His co-author Sarah Pressman, an associate professor of psychology and behavior, says that the stress response of the body, when accompanied by feelings of isolation, rejection, and stress, could be detrimental to a person’s health in the future. She also says that their study was the first to prove that smartphones have the ability to make people feel better and visibly lessen the production of stress hormones.

 

Smartphones have the ability to make people feel better and visibly lessen the production of stress hormones. / Photo by: Wavebreak Media Ltd via 123rf

 

Smartphone Use Promotes Escapist Behavior

This view of smartphones as a security blanket is challenged by authors who conducted their research in the University of Illinois. They say that since handheld devices have made it easier to detach oneself from their problems, it makes them all the more not want to actively deal with them. The habitual use of smartphones to avoid uncomfortable situations is said to support an escapist behavior.

Tayana Panova, one of the authors of the study, says that using phones to ease an individual’s anxiety may hinder the development of better coping skills. She is still unsure about how phone usage and anxiety are linked. It may be that kids with higher anxiety have the tendency to use their phones more or it might be the other way around. Heavy phone usage may actually cause one to have anxiety and depression.

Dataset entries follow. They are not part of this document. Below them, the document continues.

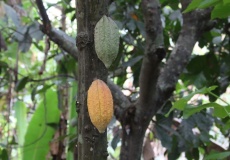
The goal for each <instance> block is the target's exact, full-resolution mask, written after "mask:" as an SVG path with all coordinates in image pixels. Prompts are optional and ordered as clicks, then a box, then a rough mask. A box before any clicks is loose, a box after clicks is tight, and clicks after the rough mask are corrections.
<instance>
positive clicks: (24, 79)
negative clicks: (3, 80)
mask: <svg viewBox="0 0 230 160" xmlns="http://www.w3.org/2000/svg"><path fill="white" fill-rule="evenodd" d="M28 81H29V77H28V76H27V77H23V78H22V79H20V80H19V81H18V82H17V83H16V86H15V91H16V92H19V91H20V90H22V89H23V88H25V86H26V84H27V82H28Z"/></svg>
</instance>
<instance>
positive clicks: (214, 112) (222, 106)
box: [213, 105, 230, 118]
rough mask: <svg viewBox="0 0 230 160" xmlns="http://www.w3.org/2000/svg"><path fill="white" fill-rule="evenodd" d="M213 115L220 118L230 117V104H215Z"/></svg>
mask: <svg viewBox="0 0 230 160" xmlns="http://www.w3.org/2000/svg"><path fill="white" fill-rule="evenodd" d="M213 115H214V116H216V117H219V118H225V117H227V116H229V117H230V106H221V105H219V106H214V112H213Z"/></svg>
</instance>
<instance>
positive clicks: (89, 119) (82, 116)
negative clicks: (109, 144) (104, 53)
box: [75, 0, 108, 160]
mask: <svg viewBox="0 0 230 160" xmlns="http://www.w3.org/2000/svg"><path fill="white" fill-rule="evenodd" d="M76 3H77V4H76V6H77V8H76V14H77V38H76V44H77V47H78V51H79V52H78V63H79V81H78V82H79V84H78V102H77V106H76V107H77V111H78V115H79V116H78V144H77V148H78V153H77V155H78V157H75V159H78V160H106V159H107V156H108V153H107V136H106V135H107V134H106V132H105V133H103V134H100V133H99V132H98V131H97V130H96V129H95V127H94V126H93V125H92V123H91V121H90V118H89V114H88V110H87V91H88V89H89V86H90V85H91V83H92V81H93V80H94V79H96V78H97V79H101V80H103V81H105V82H106V81H107V69H106V68H105V66H104V64H103V63H102V62H101V61H100V60H99V59H98V57H97V55H96V52H95V48H94V28H95V25H96V23H97V22H98V21H99V19H100V18H101V17H102V16H103V15H106V14H107V8H108V4H107V0H101V1H95V0H77V1H76ZM75 155H76V153H75Z"/></svg>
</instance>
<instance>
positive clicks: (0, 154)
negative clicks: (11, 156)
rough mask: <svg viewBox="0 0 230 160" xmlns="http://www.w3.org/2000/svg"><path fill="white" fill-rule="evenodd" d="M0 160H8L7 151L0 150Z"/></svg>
mask: <svg viewBox="0 0 230 160" xmlns="http://www.w3.org/2000/svg"><path fill="white" fill-rule="evenodd" d="M0 159H1V160H8V159H9V157H8V153H7V149H5V148H4V149H2V148H0Z"/></svg>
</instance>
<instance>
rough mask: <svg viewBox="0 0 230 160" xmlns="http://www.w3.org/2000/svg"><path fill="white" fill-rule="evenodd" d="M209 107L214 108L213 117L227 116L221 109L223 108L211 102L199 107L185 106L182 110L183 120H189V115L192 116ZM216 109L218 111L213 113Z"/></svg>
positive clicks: (218, 105) (216, 103)
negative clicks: (194, 114)
mask: <svg viewBox="0 0 230 160" xmlns="http://www.w3.org/2000/svg"><path fill="white" fill-rule="evenodd" d="M210 107H213V108H214V115H215V116H216V117H223V115H225V116H227V113H226V112H225V110H224V108H223V107H224V106H221V105H219V104H217V103H214V102H211V103H207V104H203V105H200V106H192V105H189V104H187V105H186V107H185V109H184V113H183V117H184V118H185V119H186V118H189V117H190V116H191V115H193V114H195V113H197V112H200V111H201V110H202V109H205V108H210ZM216 109H218V111H215V110H216ZM220 110H221V113H220Z"/></svg>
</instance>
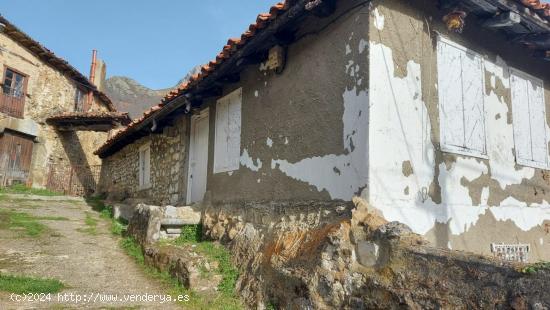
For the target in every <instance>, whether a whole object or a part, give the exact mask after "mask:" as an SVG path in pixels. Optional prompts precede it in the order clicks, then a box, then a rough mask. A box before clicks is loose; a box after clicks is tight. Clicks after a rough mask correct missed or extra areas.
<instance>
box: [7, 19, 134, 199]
mask: <svg viewBox="0 0 550 310" xmlns="http://www.w3.org/2000/svg"><path fill="white" fill-rule="evenodd" d="M0 30H1V31H0V62H1V63H2V70H1V72H0V81H1V83H2V85H1V87H2V93H1V94H0V132H1V134H0V185H1V186H5V185H10V184H13V183H25V184H28V185H32V186H34V187H42V188H43V187H48V188H51V189H54V190H60V191H65V192H68V193H72V194H83V193H84V192H86V191H90V190H93V188H94V187H95V185H94V184H93V183H94V182H95V183H97V175H98V173H99V167H100V165H101V160H100V159H99V158H98V157H97V156H95V155H93V151H94V150H95V149H97V147H99V146H100V145H101V144H102V143H104V142H105V140H106V139H107V135H108V133H107V132H108V131H109V130H110V129H112V128H114V127H116V126H117V125H118V124H120V123H127V121H128V116H127V115H126V114H121V113H117V112H116V111H115V109H114V107H113V105H112V104H111V102H110V100H109V98H107V96H106V95H105V94H103V93H102V92H101V91H100V90H99V89H98V88H97V87H96V86H95V85H94V83H97V82H96V81H100V80H101V77H104V66H103V65H101V63H99V65H96V66H94V68H93V72H94V73H93V75H96V72H97V75H96V79H94V80H92V81H90V80H88V79H87V78H86V77H85V76H83V75H82V74H81V73H79V72H78V71H77V70H76V69H75V68H73V67H72V66H71V65H70V64H68V63H67V62H66V61H64V60H62V59H60V58H59V57H57V56H55V55H54V54H53V53H52V52H51V51H49V50H48V49H46V48H45V47H43V46H42V45H40V44H39V43H38V42H36V41H35V40H33V39H32V38H30V37H29V36H28V35H26V34H25V33H23V32H22V31H21V30H19V29H18V28H17V27H15V26H14V25H13V24H11V23H10V22H9V21H8V20H6V19H5V18H3V17H1V16H0ZM93 170H96V172H94V171H93ZM94 175H95V177H94ZM94 178H95V179H94ZM85 184H87V185H86V186H84V187H86V188H84V187H83V185H85Z"/></svg>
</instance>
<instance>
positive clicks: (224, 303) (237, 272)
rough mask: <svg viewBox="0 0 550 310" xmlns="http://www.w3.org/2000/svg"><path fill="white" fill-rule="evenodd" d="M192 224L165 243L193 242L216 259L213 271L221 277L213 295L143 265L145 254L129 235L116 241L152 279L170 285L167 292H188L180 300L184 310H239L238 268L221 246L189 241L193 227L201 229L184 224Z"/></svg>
mask: <svg viewBox="0 0 550 310" xmlns="http://www.w3.org/2000/svg"><path fill="white" fill-rule="evenodd" d="M188 226H194V227H186V229H184V232H187V233H183V234H182V236H181V237H179V238H178V239H176V240H174V241H171V242H166V243H167V244H174V245H190V244H195V245H196V247H195V249H194V250H196V251H197V252H199V253H201V254H203V255H205V256H206V257H207V258H208V259H209V260H210V261H213V260H216V261H217V262H218V269H217V270H216V272H217V273H219V274H221V275H222V277H223V279H222V281H221V283H220V285H219V286H218V293H217V294H216V296H202V295H201V294H199V293H196V292H193V291H191V290H187V289H185V288H184V287H183V286H182V285H181V284H180V283H179V282H178V281H177V279H174V278H172V277H171V276H170V274H168V273H167V272H159V271H157V270H156V269H154V268H151V267H149V266H147V265H146V264H145V257H144V256H143V252H142V250H141V247H140V246H139V244H138V243H137V242H136V241H135V240H134V239H132V238H131V237H126V238H124V239H122V240H121V241H120V246H121V247H122V248H123V249H124V251H125V252H126V253H127V254H128V255H129V256H131V257H132V258H134V260H135V261H136V262H137V263H138V265H140V266H141V268H143V270H144V271H145V272H146V273H147V274H148V275H149V276H150V277H152V278H155V279H158V280H159V281H161V282H162V283H164V284H165V285H168V286H169V287H171V289H170V291H169V293H170V294H171V295H173V296H176V295H185V294H187V295H189V296H190V300H189V301H188V302H185V303H183V305H184V306H185V308H186V309H224V310H232V309H243V306H242V304H241V302H240V301H239V298H238V297H237V295H236V294H235V283H236V281H237V278H238V271H237V269H236V268H235V267H233V265H232V264H231V255H230V254H229V252H228V251H227V250H226V249H225V248H224V247H223V246H222V245H219V244H216V243H213V242H194V241H190V240H197V239H196V238H197V236H199V239H200V234H197V233H196V230H197V229H201V227H200V225H188Z"/></svg>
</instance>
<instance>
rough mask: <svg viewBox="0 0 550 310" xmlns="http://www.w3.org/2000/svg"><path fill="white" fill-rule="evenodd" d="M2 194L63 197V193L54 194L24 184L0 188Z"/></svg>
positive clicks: (56, 192)
mask: <svg viewBox="0 0 550 310" xmlns="http://www.w3.org/2000/svg"><path fill="white" fill-rule="evenodd" d="M0 194H28V195H37V196H63V193H58V192H53V191H50V190H48V189H43V188H32V187H27V186H26V185H24V184H14V185H12V186H8V187H3V188H0Z"/></svg>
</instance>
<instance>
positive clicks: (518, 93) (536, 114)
mask: <svg viewBox="0 0 550 310" xmlns="http://www.w3.org/2000/svg"><path fill="white" fill-rule="evenodd" d="M511 73H512V74H511V84H512V85H511V87H512V115H513V118H514V119H513V126H514V140H515V148H516V161H517V162H518V163H519V164H522V165H526V166H531V167H538V168H547V167H548V148H547V139H546V109H545V103H544V93H543V92H544V88H543V85H542V81H541V80H539V79H536V78H534V77H531V76H529V75H527V74H525V73H523V72H520V71H518V70H512V71H511Z"/></svg>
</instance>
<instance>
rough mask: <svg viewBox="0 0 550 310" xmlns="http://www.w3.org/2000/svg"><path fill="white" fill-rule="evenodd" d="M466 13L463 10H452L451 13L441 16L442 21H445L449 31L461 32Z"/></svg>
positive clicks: (463, 24) (462, 26)
mask: <svg viewBox="0 0 550 310" xmlns="http://www.w3.org/2000/svg"><path fill="white" fill-rule="evenodd" d="M467 15H468V14H467V13H466V12H464V11H460V10H453V11H452V12H451V13H449V14H447V15H445V16H443V22H445V25H446V26H447V29H448V30H449V31H453V32H457V33H462V30H464V25H465V24H466V22H465V21H464V19H465V18H466V16H467Z"/></svg>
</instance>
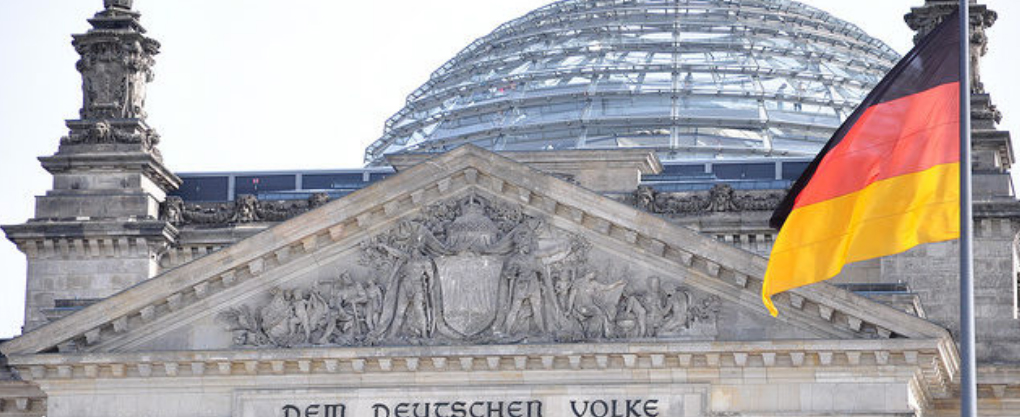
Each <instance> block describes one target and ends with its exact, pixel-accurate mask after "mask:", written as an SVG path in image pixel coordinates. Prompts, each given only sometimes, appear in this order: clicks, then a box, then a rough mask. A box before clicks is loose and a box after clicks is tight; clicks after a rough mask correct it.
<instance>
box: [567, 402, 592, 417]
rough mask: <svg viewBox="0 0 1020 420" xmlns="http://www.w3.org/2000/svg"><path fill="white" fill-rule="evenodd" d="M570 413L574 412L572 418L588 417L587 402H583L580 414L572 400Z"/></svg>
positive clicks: (576, 407) (575, 404) (575, 405)
mask: <svg viewBox="0 0 1020 420" xmlns="http://www.w3.org/2000/svg"><path fill="white" fill-rule="evenodd" d="M570 411H573V412H574V417H585V416H588V401H586V400H585V401H584V408H583V409H582V410H581V411H580V412H578V411H577V402H576V401H574V400H570Z"/></svg>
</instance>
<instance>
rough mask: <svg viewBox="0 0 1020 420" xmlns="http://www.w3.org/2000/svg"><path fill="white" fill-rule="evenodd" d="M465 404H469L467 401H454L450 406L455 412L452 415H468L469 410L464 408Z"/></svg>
mask: <svg viewBox="0 0 1020 420" xmlns="http://www.w3.org/2000/svg"><path fill="white" fill-rule="evenodd" d="M464 406H467V403H464V402H463V401H458V402H454V403H453V405H451V406H450V411H452V412H453V415H451V416H450V417H467V410H465V409H464Z"/></svg>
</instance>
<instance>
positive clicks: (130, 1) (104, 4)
mask: <svg viewBox="0 0 1020 420" xmlns="http://www.w3.org/2000/svg"><path fill="white" fill-rule="evenodd" d="M134 2H135V0H103V5H104V6H106V8H107V9H113V8H117V9H126V10H131V6H132V3H134Z"/></svg>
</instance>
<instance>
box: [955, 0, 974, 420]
mask: <svg viewBox="0 0 1020 420" xmlns="http://www.w3.org/2000/svg"><path fill="white" fill-rule="evenodd" d="M959 17H960V359H961V360H960V374H961V386H960V415H961V416H963V417H975V416H977V362H976V358H975V357H974V342H975V339H974V266H973V261H974V258H973V257H974V244H973V242H974V241H973V231H974V218H973V216H972V213H973V211H972V207H973V203H972V198H971V185H972V180H971V160H970V159H971V156H970V155H971V149H970V143H971V142H970V71H971V68H970V4H969V3H968V0H960V13H959Z"/></svg>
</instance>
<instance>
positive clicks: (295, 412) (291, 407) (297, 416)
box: [284, 405, 301, 417]
mask: <svg viewBox="0 0 1020 420" xmlns="http://www.w3.org/2000/svg"><path fill="white" fill-rule="evenodd" d="M291 414H294V415H293V416H292V415H291ZM284 417H301V409H299V408H297V407H294V406H290V405H288V406H284Z"/></svg>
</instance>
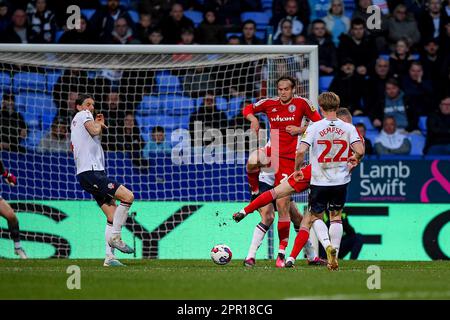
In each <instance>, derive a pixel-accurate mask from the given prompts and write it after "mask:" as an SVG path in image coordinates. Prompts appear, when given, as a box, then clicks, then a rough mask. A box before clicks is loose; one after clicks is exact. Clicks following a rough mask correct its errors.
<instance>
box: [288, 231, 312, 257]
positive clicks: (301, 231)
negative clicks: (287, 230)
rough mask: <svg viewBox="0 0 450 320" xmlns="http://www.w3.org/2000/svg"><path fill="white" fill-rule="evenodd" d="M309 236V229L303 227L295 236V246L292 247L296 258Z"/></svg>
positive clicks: (304, 244) (293, 256)
mask: <svg viewBox="0 0 450 320" xmlns="http://www.w3.org/2000/svg"><path fill="white" fill-rule="evenodd" d="M308 238H309V230H308V229H306V228H303V227H302V228H301V229H300V231H299V232H298V233H297V236H296V237H295V242H294V247H293V248H292V252H291V255H290V256H291V257H292V258H294V259H296V258H297V256H298V254H299V253H300V251H302V249H303V247H304V246H305V244H306V242H307V241H308Z"/></svg>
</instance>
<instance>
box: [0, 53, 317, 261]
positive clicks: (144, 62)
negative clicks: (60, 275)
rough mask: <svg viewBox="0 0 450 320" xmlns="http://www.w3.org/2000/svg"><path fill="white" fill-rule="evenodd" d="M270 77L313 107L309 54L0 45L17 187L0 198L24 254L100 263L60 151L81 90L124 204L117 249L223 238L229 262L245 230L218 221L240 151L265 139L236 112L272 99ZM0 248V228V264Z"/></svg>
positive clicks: (238, 112) (240, 251)
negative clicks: (289, 79) (118, 188)
mask: <svg viewBox="0 0 450 320" xmlns="http://www.w3.org/2000/svg"><path fill="white" fill-rule="evenodd" d="M282 75H290V76H293V77H295V78H296V79H297V80H298V86H297V88H296V91H297V94H299V95H301V96H303V97H307V98H309V99H311V100H312V101H313V102H315V101H316V99H317V50H316V48H315V47H313V46H290V47H289V48H282V46H189V47H185V46H72V45H55V46H53V45H46V46H41V45H29V46H17V45H13V46H11V45H0V99H1V102H2V111H1V112H2V116H1V117H2V118H1V146H2V148H1V150H2V151H1V159H2V160H3V162H4V164H5V166H6V167H7V168H9V169H10V171H11V172H13V173H14V174H15V175H16V176H17V177H18V185H17V186H15V187H10V186H8V185H6V184H2V185H1V189H0V194H1V196H2V197H3V198H4V199H5V200H7V201H8V202H10V204H11V206H12V207H13V208H14V209H15V210H16V212H17V213H18V218H19V221H20V226H21V230H22V231H21V238H22V240H23V241H26V243H25V245H24V247H26V248H27V249H28V254H29V256H30V257H40V258H47V257H74V258H98V257H101V256H102V254H103V250H104V246H103V248H102V243H103V242H104V239H103V238H102V237H103V236H104V235H102V230H104V223H105V219H104V216H103V215H102V214H101V211H100V209H99V208H98V207H96V204H95V201H93V200H92V197H91V195H89V194H88V193H86V192H84V191H83V190H82V189H81V187H80V186H79V184H78V182H77V180H76V175H75V165H74V161H73V155H72V153H71V151H70V122H71V120H72V118H73V115H74V112H75V101H76V99H77V98H78V96H79V95H80V94H89V95H91V96H92V97H93V98H94V100H95V109H96V112H98V113H102V114H103V115H104V116H105V122H106V125H107V126H108V129H107V130H106V131H105V132H104V133H103V134H102V145H103V148H104V150H105V155H106V171H107V174H108V175H109V176H110V177H111V178H112V179H114V180H116V181H117V182H118V183H123V184H124V185H125V186H127V187H128V188H129V189H131V190H132V191H133V193H134V195H135V199H136V201H135V203H134V204H133V207H132V208H131V212H132V214H131V215H130V217H129V218H128V220H127V224H126V229H127V231H126V232H124V240H125V241H127V242H130V243H134V245H135V246H136V250H137V257H138V258H140V257H144V258H205V257H207V256H208V254H209V249H210V248H211V247H212V245H214V244H217V243H220V242H227V241H228V242H236V243H238V242H239V247H237V246H238V245H237V244H236V245H235V248H236V249H235V250H234V254H235V255H237V256H242V255H243V254H244V253H245V251H246V249H247V246H248V245H249V243H250V242H249V241H250V238H251V233H252V229H253V228H254V225H255V224H254V223H252V222H245V223H240V224H239V225H231V214H232V213H233V212H235V211H236V210H238V209H240V208H241V207H242V205H243V202H247V201H248V200H249V198H250V195H249V191H248V184H247V178H246V172H245V163H246V160H247V157H248V153H249V152H250V151H251V150H252V149H254V148H256V147H257V146H261V145H263V143H264V141H265V140H267V138H268V137H267V136H265V134H267V130H266V131H264V130H261V133H260V135H259V137H256V136H255V135H253V136H252V135H251V134H250V132H251V131H250V130H249V129H250V126H249V123H248V122H247V121H246V120H245V119H244V118H243V116H242V113H241V110H242V108H243V107H244V106H245V105H246V104H248V103H252V102H255V101H257V100H259V99H262V98H266V97H272V96H276V94H277V92H276V87H275V81H276V79H277V78H278V77H280V76H282ZM260 121H261V124H262V127H263V128H268V123H267V120H266V119H265V118H264V117H263V116H261V117H260ZM258 143H259V144H258ZM296 200H297V201H299V203H300V204H303V203H304V202H305V200H306V197H305V195H297V196H296ZM299 207H300V209H303V207H302V206H300V205H299ZM258 218H259V217H258V215H257V213H255V214H254V215H253V216H252V218H251V219H255V221H257V219H258ZM187 222H189V223H187ZM174 230H176V231H177V232H174ZM8 239H9V233H8V229H7V224H6V222H5V220H4V219H2V220H0V256H4V257H10V256H12V254H11V250H9V248H10V247H11V246H12V244H11V243H10V242H9V241H10V240H8ZM102 241H103V242H102ZM266 245H267V246H268V245H269V244H264V246H266ZM230 246H231V247H232V248H233V243H230ZM260 251H261V252H260V253H259V254H261V257H267V252H268V251H267V248H262V249H261V250H260Z"/></svg>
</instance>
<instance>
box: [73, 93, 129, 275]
mask: <svg viewBox="0 0 450 320" xmlns="http://www.w3.org/2000/svg"><path fill="white" fill-rule="evenodd" d="M76 108H77V110H78V112H77V114H76V115H75V117H74V118H73V120H72V124H71V142H72V148H73V152H74V157H75V164H76V167H77V179H78V181H79V183H80V185H81V187H82V188H83V189H84V190H85V191H87V192H89V193H90V194H92V195H93V196H94V199H95V201H97V204H98V205H99V207H100V208H101V209H102V211H103V212H104V214H105V215H106V218H107V224H106V229H105V240H106V258H105V261H104V263H103V265H104V266H106V267H107V266H111V267H115V266H123V264H122V263H121V262H120V261H119V260H117V258H116V257H115V256H114V248H116V249H118V250H119V251H121V252H124V253H133V252H134V250H133V249H132V248H130V247H129V246H128V245H127V244H126V243H125V242H123V241H122V239H121V230H122V226H123V225H124V224H125V222H126V220H127V217H128V211H129V210H130V207H131V205H132V203H133V200H134V195H133V193H132V192H131V191H130V190H128V189H127V188H126V187H125V186H123V185H121V184H118V183H117V182H115V181H113V180H111V179H110V178H108V177H107V176H106V173H105V155H104V153H103V148H102V146H101V143H100V137H101V134H102V131H103V129H107V127H106V125H105V119H104V117H103V115H102V114H97V116H96V118H95V120H94V116H93V112H94V100H93V99H92V98H91V97H90V96H88V95H80V97H79V98H78V99H77V100H76ZM116 199H118V200H120V205H119V206H117V205H116V203H115V200H116Z"/></svg>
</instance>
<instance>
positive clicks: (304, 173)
mask: <svg viewBox="0 0 450 320" xmlns="http://www.w3.org/2000/svg"><path fill="white" fill-rule="evenodd" d="M302 172H303V180H300V181H298V182H297V181H295V179H294V175H291V176H290V177H289V179H288V182H289V185H290V186H291V187H292V188H294V189H295V192H297V193H300V192H303V191H305V190H307V189H308V188H309V185H310V182H311V165H307V166H306V167H304V168H302Z"/></svg>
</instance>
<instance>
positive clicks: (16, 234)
mask: <svg viewBox="0 0 450 320" xmlns="http://www.w3.org/2000/svg"><path fill="white" fill-rule="evenodd" d="M0 216H2V217H4V218H5V219H6V221H7V222H8V229H9V233H10V236H11V239H12V240H13V242H14V253H15V254H16V255H18V256H19V257H20V258H21V259H27V255H26V253H25V251H24V250H23V248H22V245H21V243H20V230H19V220H18V219H17V216H16V214H15V213H14V210H13V209H12V208H11V206H10V205H9V204H8V203H7V202H6V201H5V200H4V199H2V198H1V197H0Z"/></svg>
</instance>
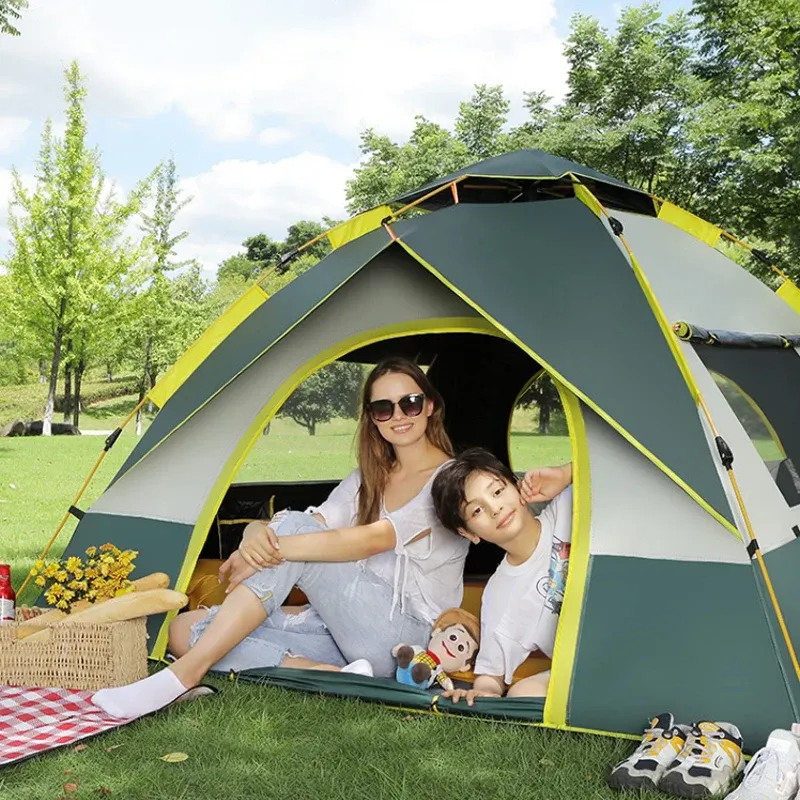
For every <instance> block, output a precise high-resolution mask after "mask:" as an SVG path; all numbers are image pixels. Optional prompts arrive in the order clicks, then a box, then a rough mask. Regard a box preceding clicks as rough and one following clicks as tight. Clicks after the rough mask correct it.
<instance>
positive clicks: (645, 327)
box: [394, 199, 730, 518]
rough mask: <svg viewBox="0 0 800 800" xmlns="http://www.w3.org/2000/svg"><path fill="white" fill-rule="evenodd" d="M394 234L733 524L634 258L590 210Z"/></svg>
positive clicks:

Dr. Matthew Smiley, a pediatrician at the Advocate children hospital agrees with these and even suggests other “excellent ways to cope.” He encourages patients to educate themselves early in their life about the healthier ways of coping such as exercise, keeping in touch with others, familiarizing oneself with their body and its response to stress, and having “me time”. If one is troubled by suicidal thoughts or intense emotions, he recommends seeking medical advice.

The U.S National Mental Institute also says that finding ways to cope is essential to a person’s well-being. Trying to merely avoid a stressor will be risky to one's health.